Film Festival Cottbus (5)

Kluge Jury-Entscheide zum Abschluss eines klugen Festivals

Die Würfel sind gefallen – und die Juroren haben, das ist selten bei internationalen Filmfestivals, klug entschieden.

Beli, beli svet (Regie: Oleg Novkovic, Serbien, Deutschland, Schweden 2009)

Der Hauptpreis für „Beli, beli svet“ (Weiße, weiße Welt), schon einer meiner Favoriten im August in Locarno, fand breite Zustimmung beim Publikum. Die serbisch-deutsch-schwedische Gemeinschaftsproduktion von Regisseur Olek Novković erzählt mit schönem Pathos vom Leben in einer armseligen ehemaligen Bergarbeiterstadt. Eine Welt am Abgrund. Originell ist der Einsatz von Musik. Die Protagonisten offenbaren ihre Seelen mit inbrünstig gesungenen Liedern. Im Finale steht ein Chor von hunderten Arbeitslosen tatsächlich im Nirgendwo, am Rande einer still gelegten Grube. Sie haben keine Arbeit, keine Zukunft, aber sie bewahren sich ihre Würde.

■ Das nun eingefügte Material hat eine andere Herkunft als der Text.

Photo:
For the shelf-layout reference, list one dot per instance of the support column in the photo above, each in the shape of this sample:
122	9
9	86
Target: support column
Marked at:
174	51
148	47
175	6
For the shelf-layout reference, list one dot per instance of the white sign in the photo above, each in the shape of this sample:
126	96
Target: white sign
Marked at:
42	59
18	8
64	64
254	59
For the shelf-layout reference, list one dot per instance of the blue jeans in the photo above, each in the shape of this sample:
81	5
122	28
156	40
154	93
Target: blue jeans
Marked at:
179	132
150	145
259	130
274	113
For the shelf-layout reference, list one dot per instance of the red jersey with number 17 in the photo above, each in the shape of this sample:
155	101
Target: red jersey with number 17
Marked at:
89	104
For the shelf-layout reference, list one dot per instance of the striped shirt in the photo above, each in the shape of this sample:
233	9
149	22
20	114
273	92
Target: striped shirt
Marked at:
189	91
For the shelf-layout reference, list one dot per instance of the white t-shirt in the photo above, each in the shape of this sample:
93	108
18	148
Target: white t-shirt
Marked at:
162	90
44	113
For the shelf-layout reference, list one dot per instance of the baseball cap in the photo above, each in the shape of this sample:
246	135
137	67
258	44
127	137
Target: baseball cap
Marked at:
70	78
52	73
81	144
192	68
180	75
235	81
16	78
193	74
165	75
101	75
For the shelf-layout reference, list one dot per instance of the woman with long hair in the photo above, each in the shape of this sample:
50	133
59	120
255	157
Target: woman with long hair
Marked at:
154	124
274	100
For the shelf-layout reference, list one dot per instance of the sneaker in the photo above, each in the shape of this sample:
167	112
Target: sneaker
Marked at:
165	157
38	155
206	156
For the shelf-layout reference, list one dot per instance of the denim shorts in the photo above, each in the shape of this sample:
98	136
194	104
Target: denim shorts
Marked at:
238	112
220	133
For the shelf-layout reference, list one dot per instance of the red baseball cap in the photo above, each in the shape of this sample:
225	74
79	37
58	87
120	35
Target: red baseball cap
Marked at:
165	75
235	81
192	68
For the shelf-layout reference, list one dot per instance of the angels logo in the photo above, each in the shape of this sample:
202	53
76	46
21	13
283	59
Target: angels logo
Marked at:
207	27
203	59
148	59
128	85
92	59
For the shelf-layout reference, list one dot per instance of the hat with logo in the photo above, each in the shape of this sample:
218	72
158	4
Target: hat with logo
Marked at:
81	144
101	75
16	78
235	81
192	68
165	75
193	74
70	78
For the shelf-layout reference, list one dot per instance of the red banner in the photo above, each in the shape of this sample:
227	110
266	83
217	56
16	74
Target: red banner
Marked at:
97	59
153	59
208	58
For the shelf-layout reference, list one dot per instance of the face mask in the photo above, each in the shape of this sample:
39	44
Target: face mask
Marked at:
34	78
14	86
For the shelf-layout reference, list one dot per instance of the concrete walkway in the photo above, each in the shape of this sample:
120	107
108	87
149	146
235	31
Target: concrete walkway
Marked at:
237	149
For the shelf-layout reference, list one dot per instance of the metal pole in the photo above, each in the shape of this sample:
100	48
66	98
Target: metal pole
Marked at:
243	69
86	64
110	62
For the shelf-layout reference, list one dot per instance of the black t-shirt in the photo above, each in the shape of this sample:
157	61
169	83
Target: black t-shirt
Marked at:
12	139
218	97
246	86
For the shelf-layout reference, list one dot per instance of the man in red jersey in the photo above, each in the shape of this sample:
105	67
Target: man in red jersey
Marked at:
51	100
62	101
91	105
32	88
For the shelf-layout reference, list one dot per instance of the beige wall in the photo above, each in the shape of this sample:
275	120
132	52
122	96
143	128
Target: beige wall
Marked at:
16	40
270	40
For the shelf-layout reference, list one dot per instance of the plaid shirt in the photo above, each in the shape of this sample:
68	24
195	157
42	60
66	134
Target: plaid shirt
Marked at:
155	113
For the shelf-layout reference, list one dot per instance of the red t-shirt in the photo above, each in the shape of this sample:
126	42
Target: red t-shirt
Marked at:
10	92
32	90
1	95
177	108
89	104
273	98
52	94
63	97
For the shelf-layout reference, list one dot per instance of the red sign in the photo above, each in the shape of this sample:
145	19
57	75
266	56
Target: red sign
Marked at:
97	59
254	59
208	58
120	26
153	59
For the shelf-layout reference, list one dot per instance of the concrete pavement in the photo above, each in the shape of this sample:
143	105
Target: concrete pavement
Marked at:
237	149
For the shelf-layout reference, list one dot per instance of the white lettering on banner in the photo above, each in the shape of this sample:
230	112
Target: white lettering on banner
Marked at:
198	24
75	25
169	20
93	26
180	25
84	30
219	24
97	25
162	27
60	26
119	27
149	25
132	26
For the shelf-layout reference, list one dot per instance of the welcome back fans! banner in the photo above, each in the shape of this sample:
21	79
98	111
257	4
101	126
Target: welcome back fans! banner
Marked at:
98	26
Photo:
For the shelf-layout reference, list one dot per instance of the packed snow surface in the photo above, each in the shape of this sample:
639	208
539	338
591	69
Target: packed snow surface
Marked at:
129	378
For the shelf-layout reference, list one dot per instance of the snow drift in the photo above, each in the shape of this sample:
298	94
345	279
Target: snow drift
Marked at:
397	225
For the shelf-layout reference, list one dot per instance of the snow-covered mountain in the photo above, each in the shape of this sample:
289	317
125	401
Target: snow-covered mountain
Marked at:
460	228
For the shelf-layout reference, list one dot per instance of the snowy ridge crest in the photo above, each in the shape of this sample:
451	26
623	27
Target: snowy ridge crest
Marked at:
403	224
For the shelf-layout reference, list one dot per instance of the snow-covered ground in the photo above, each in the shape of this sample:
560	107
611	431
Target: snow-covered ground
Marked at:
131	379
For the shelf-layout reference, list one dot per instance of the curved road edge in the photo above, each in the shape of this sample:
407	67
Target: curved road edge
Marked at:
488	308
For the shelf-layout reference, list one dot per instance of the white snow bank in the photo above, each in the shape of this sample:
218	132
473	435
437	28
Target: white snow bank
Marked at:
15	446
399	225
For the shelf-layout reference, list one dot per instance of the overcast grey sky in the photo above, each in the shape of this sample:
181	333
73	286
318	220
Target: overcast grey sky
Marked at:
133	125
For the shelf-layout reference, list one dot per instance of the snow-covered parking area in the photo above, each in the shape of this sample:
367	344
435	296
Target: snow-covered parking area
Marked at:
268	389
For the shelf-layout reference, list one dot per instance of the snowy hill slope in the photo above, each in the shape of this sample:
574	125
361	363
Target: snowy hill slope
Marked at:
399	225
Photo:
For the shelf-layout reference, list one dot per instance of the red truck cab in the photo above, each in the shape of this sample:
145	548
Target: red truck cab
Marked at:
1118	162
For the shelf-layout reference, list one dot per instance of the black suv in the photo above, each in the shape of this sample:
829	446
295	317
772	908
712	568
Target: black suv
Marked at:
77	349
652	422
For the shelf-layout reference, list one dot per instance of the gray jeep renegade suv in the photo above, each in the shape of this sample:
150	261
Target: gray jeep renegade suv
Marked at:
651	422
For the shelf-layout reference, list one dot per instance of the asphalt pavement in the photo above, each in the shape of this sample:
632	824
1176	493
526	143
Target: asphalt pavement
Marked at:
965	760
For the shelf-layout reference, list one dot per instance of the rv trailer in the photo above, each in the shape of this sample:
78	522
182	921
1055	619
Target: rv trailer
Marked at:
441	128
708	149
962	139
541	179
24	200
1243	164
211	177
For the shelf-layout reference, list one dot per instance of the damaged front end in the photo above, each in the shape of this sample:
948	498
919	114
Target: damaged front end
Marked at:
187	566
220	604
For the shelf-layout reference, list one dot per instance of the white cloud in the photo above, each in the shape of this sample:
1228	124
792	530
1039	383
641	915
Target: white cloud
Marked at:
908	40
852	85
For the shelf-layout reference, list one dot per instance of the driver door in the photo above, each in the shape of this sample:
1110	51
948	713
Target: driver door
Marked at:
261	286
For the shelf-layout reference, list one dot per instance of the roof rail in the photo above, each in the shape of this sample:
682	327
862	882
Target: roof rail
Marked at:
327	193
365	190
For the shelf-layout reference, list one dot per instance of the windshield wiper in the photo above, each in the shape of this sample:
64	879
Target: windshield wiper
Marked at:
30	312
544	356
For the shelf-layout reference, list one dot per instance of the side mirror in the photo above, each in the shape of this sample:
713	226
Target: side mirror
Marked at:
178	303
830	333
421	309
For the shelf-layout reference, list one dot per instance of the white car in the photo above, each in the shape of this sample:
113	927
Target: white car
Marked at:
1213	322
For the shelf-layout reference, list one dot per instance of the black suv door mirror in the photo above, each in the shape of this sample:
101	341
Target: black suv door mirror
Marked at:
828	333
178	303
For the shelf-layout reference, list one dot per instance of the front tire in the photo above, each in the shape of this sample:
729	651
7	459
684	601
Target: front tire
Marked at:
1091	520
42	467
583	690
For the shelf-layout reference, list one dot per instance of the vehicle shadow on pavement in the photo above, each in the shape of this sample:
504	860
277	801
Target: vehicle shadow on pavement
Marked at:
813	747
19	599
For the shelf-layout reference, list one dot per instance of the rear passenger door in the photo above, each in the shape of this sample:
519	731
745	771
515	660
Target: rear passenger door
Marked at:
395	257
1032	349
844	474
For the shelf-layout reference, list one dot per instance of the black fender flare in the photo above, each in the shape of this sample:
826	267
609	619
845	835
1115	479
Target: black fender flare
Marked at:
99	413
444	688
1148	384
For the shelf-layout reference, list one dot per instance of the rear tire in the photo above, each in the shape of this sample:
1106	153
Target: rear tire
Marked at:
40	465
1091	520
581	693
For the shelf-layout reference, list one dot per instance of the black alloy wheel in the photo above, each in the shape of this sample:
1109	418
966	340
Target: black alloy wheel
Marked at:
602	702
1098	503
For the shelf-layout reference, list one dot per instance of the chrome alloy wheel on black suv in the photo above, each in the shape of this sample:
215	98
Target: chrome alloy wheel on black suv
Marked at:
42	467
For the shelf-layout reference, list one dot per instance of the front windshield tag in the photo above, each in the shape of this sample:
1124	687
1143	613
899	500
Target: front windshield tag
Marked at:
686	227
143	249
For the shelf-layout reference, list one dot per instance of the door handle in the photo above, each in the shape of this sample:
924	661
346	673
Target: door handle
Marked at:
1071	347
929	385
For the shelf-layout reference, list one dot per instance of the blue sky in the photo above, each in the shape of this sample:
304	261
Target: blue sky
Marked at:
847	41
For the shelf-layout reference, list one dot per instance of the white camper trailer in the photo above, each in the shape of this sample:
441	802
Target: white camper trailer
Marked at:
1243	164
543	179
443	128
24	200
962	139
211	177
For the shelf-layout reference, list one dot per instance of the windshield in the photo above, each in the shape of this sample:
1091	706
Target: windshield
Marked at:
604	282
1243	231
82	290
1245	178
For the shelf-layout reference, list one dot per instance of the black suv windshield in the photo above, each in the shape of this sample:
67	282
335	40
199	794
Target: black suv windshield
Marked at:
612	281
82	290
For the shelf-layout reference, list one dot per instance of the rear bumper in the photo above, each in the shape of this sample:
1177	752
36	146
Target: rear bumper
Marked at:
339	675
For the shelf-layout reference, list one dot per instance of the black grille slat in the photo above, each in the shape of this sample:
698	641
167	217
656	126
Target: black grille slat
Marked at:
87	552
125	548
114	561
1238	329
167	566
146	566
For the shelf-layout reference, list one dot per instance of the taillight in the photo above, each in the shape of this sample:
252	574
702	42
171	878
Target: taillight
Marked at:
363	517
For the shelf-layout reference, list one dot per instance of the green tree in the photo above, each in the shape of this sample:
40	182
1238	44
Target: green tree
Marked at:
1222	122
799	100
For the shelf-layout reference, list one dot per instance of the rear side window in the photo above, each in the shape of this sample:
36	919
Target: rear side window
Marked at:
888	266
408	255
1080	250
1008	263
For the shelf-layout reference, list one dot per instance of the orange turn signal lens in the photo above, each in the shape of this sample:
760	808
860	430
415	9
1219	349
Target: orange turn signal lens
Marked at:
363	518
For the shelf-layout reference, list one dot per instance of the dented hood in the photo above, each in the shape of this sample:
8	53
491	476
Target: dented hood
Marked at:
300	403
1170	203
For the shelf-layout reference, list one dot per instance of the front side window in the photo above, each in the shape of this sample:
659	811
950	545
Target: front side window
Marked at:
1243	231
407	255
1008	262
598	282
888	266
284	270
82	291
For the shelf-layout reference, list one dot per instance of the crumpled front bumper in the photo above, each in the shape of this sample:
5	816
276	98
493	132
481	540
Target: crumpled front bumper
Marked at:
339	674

Pál Adrienn (Regie: Ágnes Kocsis, Ungarn 2010)

Viele Filme des Festivals, knapp 150 liefen in den diversen Sektionen, begeisterten mit nachvollziehbaren, packenden Geschichten und facettenreichen Charakterstudien. Plattes Moralisieren bleibt dabei aus. „Pál Adrienn“ (Preis für die beste Regie an Ágnes Kocsis) aus Ungarn, die rührende Selbstfindungsgeschichte einer übergewichtigen Krankenschwester (für deren Verkörperung Eva Gabor den Preis als beste Darstellerin erhielt) oder das surrealistische Sozialpanorama „Püha Tõnu Kiusamine“ (Die Versuchung des Hl. Tony) aus Estland (Hauptdarsteller Taavi Eelmaa wurde zum besten Schauspieler gekürt) sind kraftvolle Beispiele dafür. Angenehm fällt dabei auf, dass diese Filme keine Angst vor Populärem, wie Action und Spannung, haben. Bei allem Ernst ist also auch Unterhaltung garantiert.

Einen beachtlichen Erfolg feierte auch das politisch engagierte Kino. Bestes Beispiel: „Wszystko co kocham“ (Alles was ich liebe) aus Polen. Regisseur Jacek Borcuch erzählt eine Liebesgeschichte aus dem Jahr 1981. Die Solidarnosc ruft zum Streik; die Staatsmacht installiert das Kriegsrecht. Jacek Borcuch, Jahrgang 1970, belegt in seinem Film, der als Polens Kandidat für den Auslands-„Oscar“ nominiert wurde, mit einer historischen Rückschau Wesentliches für die Gegenwart: den unschätzbaren Wert von Anstand und Würde. Die deutsch-polnische Schülerjury, die in dieser Sektion über den Preis für den besten Film entschied, hat „Wszystko co kocham“ völlig zu Recht ausgezeichnet.

Wszystko, co kocham (Regie: Jacek Borcuch, Polen 2010)

Fazit des 20. Festivals des osteuropäischen Films: ein starker Jahrgang. Bleibt nun die Hoffnung, dass die vielen Verleiher, die in den letzten fünf Tagen in Cottbus vorbei geschaut haben, auch zahlreiche Verträge abgeschlossen haben. Denn eine große Zahl der hier gezeigten Filme verdient es, auch im Westen gezeigt zu werden. Der starke Zuspruch des Publikums, bei einigen Filmen musste wegen des Andrangs Wiederholungsvorführungen angesetzt werden, beweist, dass diese Filme auch an den Kinokassen eine Chance haben!